Summary, I: Along with his father, Anchises, and his son, Ascanius (Iulus), Aeneas has escaped from the burning Troy and become a fugitive, now in his 7th year of exile, but destined eventually to reach Italy (the Lavinian shores, Latium, Hesperia) and found a new nation ("bring a city into being"). First, though, he has many miles to sail and hardships to endure, the first being a hurricane at sea dreamed up by Juno (Hera), who is unhappy that he and his 20 ships of comrades have survived the destruction of Troy. Neptune (Poseidon) calms the storm, the Trojans land, and Jove (Zeus) assures Venus (Aphrodite) that her son, Aeneas, will live to found the Roman Empire (388-390). But first he must take advantage of the hospitality of Dido, queen of newly founded Carthage, where he has landed.

 

Book II

1. How does Virgil manage to present Aeneas as valiant, even in the act of fleeing Troy?

2. Do any elements of his story seem like attempts to ingratiate himself with Dido?
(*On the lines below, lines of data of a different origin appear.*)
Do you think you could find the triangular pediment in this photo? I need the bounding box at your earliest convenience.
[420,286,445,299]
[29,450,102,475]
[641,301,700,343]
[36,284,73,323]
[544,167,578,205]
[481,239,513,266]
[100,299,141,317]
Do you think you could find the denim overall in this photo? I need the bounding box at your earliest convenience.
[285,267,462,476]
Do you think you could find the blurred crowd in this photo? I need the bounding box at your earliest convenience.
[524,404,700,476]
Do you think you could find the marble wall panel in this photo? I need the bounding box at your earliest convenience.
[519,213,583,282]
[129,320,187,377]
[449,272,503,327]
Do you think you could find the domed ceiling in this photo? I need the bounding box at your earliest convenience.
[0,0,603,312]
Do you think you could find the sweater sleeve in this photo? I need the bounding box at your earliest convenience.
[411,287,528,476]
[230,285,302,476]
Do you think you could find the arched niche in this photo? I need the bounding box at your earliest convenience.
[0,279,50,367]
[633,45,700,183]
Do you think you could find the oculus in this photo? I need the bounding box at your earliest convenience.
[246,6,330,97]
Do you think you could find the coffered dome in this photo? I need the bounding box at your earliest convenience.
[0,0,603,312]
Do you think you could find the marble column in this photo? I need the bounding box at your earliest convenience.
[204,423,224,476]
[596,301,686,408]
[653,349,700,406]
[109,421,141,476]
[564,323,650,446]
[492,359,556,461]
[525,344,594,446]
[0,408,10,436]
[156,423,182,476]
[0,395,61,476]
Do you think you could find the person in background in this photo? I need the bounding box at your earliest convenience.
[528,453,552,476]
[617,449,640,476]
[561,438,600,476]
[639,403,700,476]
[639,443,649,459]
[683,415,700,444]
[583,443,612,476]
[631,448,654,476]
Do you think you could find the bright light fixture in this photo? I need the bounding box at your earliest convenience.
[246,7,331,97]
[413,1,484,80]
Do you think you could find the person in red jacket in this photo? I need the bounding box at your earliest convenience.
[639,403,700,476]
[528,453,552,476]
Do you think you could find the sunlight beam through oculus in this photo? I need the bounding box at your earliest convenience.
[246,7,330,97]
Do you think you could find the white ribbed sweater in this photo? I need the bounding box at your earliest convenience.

3. What does Virgil learn from Homer about the art of the simile? (fire and flood, 414-422)

4. What has Virgil learned from Homer about the presentation of death? (737-739)

5. Why does Aphrodite (Venus, mom) prevent Aeneas from killing Helen? p. 49

6. How is Creusa’s plea to Aeneas different from Andromache’s to Hektor in the Iliad? (913-917)

 

Book IV

1. How does Virgil let us know how we should judge Dido’s love for Aeneas? (ll. 86-104), p. 83

(l. 113), p. 84. Why does Jupiter object to it? (ll. 298-318), pp. 88-89.

2. Is Aeneas right or wrong to abandon Dido? (ll. 446-492), pp. 92-93; (ll. 584-604), pp. 95-96. In what sense is his decision "pious?"

3. Does Dido do the right thing? (ll. 738-768), pp. 99-100. (ll. 834-868), pp. 101-102.

 

Book V

1. In Sicily Aeneas pauses to celebrate funeral games for his father, Anchises. Why do the women burn the Trojan ships? (ll. 795-860), pp. 124-125. Does Aeneas handle this well? (ll.988-1003), p. 129.

2. What makes Virgil’s description of the death of Palinurus so effective? (ll. 1100-1152), pp. 131-132.

 

Book VI

1. Why do you think Virgil has Aeneas go to the underworld?

2. What is life after death like, according to Virgil?

Outside Underworld

a) the unburied: ll. 402-411 (p. 143)

First Region

b) the innocent: ll. 562-575 (p. 147)

c) those consumed by love: Dido: ll. 593-619 (p. 147-8)

d) those renowned in war: Deiphobus, Helen’s second Trojan husband, after death of Paris, betrayed by Helen to the Greeks: l. 652 (p. 149)

Tartarus: "No innocent can cross these cursed thresholds," l. 744 (p. 151)

e) What crimes can land you in Tartarus? ll. 740-832 (pp. 151-153)

Elysium

f) Is life in Elysium pain free? ll. 844-907 (153-155)

g) What is Anchises doing when Aeneas finds him? ll. 898-901 (p. 155)

3. How is this vision like Homer’s vision of Hades? How is it different?

4. Do you see any "Christian" elements? What do you think Dante will take from this vision?